Our partnership with Agilent is providing the answer: not just groundbreaking research, but a world-changing innovation ecosystem. With Agilent as a driving force in the rapid growth of WestTech London, I’m excited to see what we can achieve next.
Metrics since 2019
1,200+
Users supported
500+
Projects
400+
Customer and partner visits
10,000+
Walk up samples analysed
430
Training sessions
£200m+
Funding supported
The AMS sits at the heart of the new White City Campus, which itself anchors a larger west London innovation ecosystem.
The AMS sits at the heart of the new White City Campus, which itself anchors a larger west London innovation ecosystem.
A growing ecosystem
The AMS has already been pivotal in Imperial’s journey to build a new London ecosystem for deep technology innovation, and is now set to be central to the emergence of a global powerhouse.
The Suite was first opened in 2019 as part of the Molecular Sciences Research Hub, which was the largest 21st century investment in a London university building, and an important early milestone in Imperial’s multi-billion expansion into the White City neighbourhood.
The White City Campus today houses thousands of researchers in fields such as public health, chemistry, materials sciences, medicine, and bioengineering, and hundreds of deep tech startups and scale-ups.
It also now anchors a wider White City Innovation District, launched with local government, which provides homes for many more science businesses including the new UK headquarters of Autolus, L’Oreal and Novartis.

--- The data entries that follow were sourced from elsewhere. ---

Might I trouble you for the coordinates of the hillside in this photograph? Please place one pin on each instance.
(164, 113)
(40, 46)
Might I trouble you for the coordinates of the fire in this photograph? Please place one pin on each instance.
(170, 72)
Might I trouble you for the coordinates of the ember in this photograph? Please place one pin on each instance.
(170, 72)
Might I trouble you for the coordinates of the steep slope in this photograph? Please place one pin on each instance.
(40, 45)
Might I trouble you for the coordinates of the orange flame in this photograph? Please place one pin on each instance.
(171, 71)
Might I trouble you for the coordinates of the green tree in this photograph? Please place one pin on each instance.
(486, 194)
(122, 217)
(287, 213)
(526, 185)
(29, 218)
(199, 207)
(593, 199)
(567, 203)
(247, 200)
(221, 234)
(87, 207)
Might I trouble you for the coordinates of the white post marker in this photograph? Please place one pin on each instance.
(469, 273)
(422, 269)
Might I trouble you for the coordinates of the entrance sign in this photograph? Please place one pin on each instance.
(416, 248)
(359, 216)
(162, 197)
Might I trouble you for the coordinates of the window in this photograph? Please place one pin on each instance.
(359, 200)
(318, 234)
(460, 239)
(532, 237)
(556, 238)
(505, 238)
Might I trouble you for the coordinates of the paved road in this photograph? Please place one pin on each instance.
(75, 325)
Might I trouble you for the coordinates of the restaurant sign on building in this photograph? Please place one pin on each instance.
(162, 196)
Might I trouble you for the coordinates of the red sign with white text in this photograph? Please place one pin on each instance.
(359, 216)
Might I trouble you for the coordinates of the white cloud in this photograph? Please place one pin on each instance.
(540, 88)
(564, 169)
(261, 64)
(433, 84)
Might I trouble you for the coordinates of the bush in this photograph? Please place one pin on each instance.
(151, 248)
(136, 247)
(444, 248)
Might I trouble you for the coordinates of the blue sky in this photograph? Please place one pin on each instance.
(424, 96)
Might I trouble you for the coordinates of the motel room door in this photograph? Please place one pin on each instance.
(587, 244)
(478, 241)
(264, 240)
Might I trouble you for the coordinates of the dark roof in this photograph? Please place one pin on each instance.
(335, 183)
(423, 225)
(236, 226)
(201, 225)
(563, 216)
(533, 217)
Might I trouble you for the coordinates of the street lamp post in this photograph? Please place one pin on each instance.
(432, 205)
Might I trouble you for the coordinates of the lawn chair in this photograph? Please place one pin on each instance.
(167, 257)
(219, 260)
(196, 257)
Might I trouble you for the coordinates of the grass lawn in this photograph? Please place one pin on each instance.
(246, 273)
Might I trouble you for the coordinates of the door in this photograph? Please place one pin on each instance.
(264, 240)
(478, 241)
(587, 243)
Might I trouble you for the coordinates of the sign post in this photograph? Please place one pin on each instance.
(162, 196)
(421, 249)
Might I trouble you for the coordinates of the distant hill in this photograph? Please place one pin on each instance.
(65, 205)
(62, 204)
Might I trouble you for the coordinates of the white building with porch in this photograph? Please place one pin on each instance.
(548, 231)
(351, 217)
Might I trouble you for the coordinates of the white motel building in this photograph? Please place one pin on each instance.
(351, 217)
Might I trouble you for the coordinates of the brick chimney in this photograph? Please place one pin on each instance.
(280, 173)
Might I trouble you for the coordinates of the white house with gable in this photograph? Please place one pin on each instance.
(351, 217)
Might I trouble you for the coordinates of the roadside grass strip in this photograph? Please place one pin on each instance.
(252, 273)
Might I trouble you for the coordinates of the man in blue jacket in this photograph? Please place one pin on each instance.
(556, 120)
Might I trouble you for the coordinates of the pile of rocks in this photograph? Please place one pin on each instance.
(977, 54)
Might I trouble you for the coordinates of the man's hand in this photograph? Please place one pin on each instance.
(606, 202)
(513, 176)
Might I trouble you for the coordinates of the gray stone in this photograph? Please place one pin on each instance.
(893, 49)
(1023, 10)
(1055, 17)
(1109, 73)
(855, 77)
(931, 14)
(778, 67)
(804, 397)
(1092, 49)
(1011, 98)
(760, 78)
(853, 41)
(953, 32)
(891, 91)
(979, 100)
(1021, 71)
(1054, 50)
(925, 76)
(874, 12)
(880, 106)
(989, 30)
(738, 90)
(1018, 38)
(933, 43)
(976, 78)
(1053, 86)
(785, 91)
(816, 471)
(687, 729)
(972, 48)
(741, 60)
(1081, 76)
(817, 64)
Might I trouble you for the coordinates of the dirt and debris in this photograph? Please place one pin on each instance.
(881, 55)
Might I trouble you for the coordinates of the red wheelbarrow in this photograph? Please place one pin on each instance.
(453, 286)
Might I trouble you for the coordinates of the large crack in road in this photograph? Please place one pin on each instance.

This district has helped generate over 13,000 new jobs and £6 billion of investment to date.
The AMS has played a key role in driving this growth, not only by attracting researchers and companies, but by underpinning their own bids for funding and investment. The Suite has now hosted over 1,200 users from companies and academic labs, and supported successful bids for over £200 million in research funding and venture capital investment.
Examples include large-scale academic research programmes such as the Fleming Initiative, which is using £100 million from philanthropists and partners such as GSK to tackle antimicrobial resistance, the £30 million Bezos Centre for Sustainable Protein, £40 million in Centres for Doctoral Training in chemical biology and next-generation chemistry, the AI for Chemistry hub, and investments in startups such as Multus.
White City’s growing status as an internationally leading innovation district has been driven by multi-user facilities such as the AMS.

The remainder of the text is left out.